Anna Cisint ha reso nota il progetto ideato dalla scuola per fari incontrare gli alunni di con i migranti presenti in piazza Libertà. Nel video sono alcuni bambini che raccontano come si è svolta l’attività. Commentando il filmato, Anna Cisint, sempre molto vigile contri i tentativi di propaganda islamica nella società a vari livelli, ha parlato di “lavaggio del cervello”. E ha definito “vergognosa” l’iniziativa. L’europarlamentare ha inoltre annunciato l’intenzione di presentare un’interrogazione al ministro dell’Istruzione Giuseppe Valditara. Nel suo intervento, Cisint ha contestato sia le modalità educative utilizzate durante il progetto scolastico; sia la scelta di accompagnare i bambini in piazza Libertà a Trieste, area non facile, spesso al centro del dibattito cittadino sui temi dell’immigrazione e della sicurezza. L’esponente della Lega ha dichiarato: “Delle maestre di una scuola elementare di Marostica hanno fatto un lavaggio del cervello a dei bambini piccoli e li hanno portati a Trieste in piazza Libertà”. (Qui il video).
Interrogazione di FdI
L’onorevole Silvio Giovine (FdI) ha depositato un’interrogazione parlamentare – si legge su Triesteprima.it.

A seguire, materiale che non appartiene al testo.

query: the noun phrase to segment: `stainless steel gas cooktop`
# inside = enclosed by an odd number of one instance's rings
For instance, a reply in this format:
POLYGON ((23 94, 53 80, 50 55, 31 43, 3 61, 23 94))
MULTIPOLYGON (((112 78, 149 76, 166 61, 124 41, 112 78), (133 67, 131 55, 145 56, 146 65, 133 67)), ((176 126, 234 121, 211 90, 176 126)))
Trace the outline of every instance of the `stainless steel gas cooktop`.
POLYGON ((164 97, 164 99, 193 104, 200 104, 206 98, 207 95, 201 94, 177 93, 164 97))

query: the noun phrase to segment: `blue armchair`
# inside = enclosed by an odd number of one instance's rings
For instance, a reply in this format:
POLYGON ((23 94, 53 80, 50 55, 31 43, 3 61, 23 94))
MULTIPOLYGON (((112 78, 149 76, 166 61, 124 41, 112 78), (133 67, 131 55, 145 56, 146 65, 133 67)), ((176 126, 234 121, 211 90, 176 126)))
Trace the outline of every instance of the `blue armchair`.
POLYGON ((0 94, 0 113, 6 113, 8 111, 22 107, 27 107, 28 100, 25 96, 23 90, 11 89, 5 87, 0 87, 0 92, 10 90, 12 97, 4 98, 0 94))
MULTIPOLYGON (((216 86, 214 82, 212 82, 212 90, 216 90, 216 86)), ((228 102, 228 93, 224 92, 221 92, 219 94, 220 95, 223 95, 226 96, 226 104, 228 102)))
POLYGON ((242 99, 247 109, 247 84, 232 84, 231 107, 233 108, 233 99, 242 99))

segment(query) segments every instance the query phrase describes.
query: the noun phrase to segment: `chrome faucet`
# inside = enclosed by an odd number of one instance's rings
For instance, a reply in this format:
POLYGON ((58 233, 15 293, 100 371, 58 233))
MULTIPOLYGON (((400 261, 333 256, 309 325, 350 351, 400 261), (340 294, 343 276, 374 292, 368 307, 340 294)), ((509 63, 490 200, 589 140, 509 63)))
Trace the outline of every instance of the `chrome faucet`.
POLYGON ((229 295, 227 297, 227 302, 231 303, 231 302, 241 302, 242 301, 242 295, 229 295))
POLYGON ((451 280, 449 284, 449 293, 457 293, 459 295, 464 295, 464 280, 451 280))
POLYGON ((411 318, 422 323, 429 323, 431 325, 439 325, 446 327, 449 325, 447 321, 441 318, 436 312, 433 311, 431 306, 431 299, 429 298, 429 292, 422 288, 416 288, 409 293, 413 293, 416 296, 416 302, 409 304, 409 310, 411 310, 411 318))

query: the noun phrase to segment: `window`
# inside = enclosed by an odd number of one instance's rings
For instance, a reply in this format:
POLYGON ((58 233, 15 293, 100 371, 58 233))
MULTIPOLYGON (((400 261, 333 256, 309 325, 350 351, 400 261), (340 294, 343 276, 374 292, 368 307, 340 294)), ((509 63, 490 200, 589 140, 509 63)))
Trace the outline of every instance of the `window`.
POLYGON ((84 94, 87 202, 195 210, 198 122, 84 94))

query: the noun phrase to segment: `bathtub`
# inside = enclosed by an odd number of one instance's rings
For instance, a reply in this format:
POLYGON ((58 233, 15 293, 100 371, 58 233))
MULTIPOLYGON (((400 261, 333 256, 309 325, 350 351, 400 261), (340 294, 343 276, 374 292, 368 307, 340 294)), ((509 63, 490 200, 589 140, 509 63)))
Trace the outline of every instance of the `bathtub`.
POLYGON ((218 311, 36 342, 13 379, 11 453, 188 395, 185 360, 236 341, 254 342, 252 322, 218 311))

Sostenendo che gli alunni sarebbero stati coinvolti “in un percorso esperienziale volto a farli immedesimare nel cammino di migranti irregolari. Costretti a sfuggire ai controlli delle forze dell’ordine”. L’europarlamentare Elena Donazzan (FdI) ha parlato di “deriva ideologica gravissima”, di “propaganda politica. E di bambini “utilizzati per veicolare messaggi ideologici”. Definendo il coinvolgimento della cooperativa Conca d’Oro di Bassano del Grappa “un’iniziativa scellerata, evidentemente ispirata da una visione ideologica estrema”. “È inaccettabile – ha aggiunto- che dei minori vengano fatti immedesimare in clandestini costretti a sfuggire ai controlli delle Forze dell’ordine. Che meritano rispetto e riconoscenza per il lavoro quotidiano che svolgono a tutela della sicurezza dei cittadini”. Ma il Pd definisce invece l’episodio “un’iniziativa educativa di alto spessore civico, costruita all’interno dell’autonomia scolastica e con la condivisione delle famiglie”. Come ti sbagli? propaganda avanti tutta.